At the small parts paint curing booth, a tube-and-fin heat exchanger placed at the fresh air intake transfers energy from the CHP circulating fluid loop (presently at 170 to 175°F [76 to 80°C]) to the entering ambient makeup airstream. A direct-fired burner is used here to maintain the desired zone temperature within the convection oven.
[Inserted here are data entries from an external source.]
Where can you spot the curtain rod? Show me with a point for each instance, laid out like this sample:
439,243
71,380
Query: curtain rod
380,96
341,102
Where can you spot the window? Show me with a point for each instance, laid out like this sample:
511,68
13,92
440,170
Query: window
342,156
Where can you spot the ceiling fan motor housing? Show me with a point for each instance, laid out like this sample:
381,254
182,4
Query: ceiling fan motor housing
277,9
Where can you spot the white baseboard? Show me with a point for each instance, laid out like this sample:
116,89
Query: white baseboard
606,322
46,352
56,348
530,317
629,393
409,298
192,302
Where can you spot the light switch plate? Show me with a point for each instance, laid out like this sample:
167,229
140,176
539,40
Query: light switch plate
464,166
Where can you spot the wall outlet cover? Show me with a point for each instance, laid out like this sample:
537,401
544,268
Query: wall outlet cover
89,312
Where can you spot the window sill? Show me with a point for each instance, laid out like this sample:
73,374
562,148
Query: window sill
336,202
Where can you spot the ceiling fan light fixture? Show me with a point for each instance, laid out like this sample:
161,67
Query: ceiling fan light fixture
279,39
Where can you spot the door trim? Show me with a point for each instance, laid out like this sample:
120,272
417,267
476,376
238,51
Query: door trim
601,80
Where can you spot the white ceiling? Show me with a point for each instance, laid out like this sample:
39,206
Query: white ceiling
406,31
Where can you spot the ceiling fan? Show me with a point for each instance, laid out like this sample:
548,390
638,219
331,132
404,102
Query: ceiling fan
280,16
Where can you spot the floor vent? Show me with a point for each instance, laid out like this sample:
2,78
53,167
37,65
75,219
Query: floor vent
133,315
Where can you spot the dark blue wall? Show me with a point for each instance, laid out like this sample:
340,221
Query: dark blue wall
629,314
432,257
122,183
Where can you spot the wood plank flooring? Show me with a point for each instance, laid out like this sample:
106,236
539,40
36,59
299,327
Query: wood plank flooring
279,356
The small parts drying booth is heated directly using the remaining energy contained in the microturbine's exhaust stream. A temperature probe in the duct controls the amount of energy delivered (i.e., exhaust stream will bypass oven to atmosphere if oven setpoint temperature is exceeded).
Finally, heated regeneration air from the desiccant system is routed to other areas of the plant as required. This reduces the total heating load for existing plant space heaters.
Both technologies -- microturbine and reciprocating engines -- are suitable for such applications, although each may possess certain advantages over the other in some key areas (technically as well as financially). This should be considered carefully during the preliminary energy study. A few of the major factors to consider for preliminary determination of the economic viability of a CHP project are:
- Price of utility purchased electricity (current and future).
- Price of natural gas (current and future).
- Energy usage profile (electric and gas).
- Plant and process operating profile (days and hours of operation).
- Estimated efficiency of incumbent, in-plant heat sources.
Each of the profiled installations demonstrates the flexibility and diverse applicability of CHP systems to the industrial process heating community. Could CHP benefit your energy-intensive process heating needs?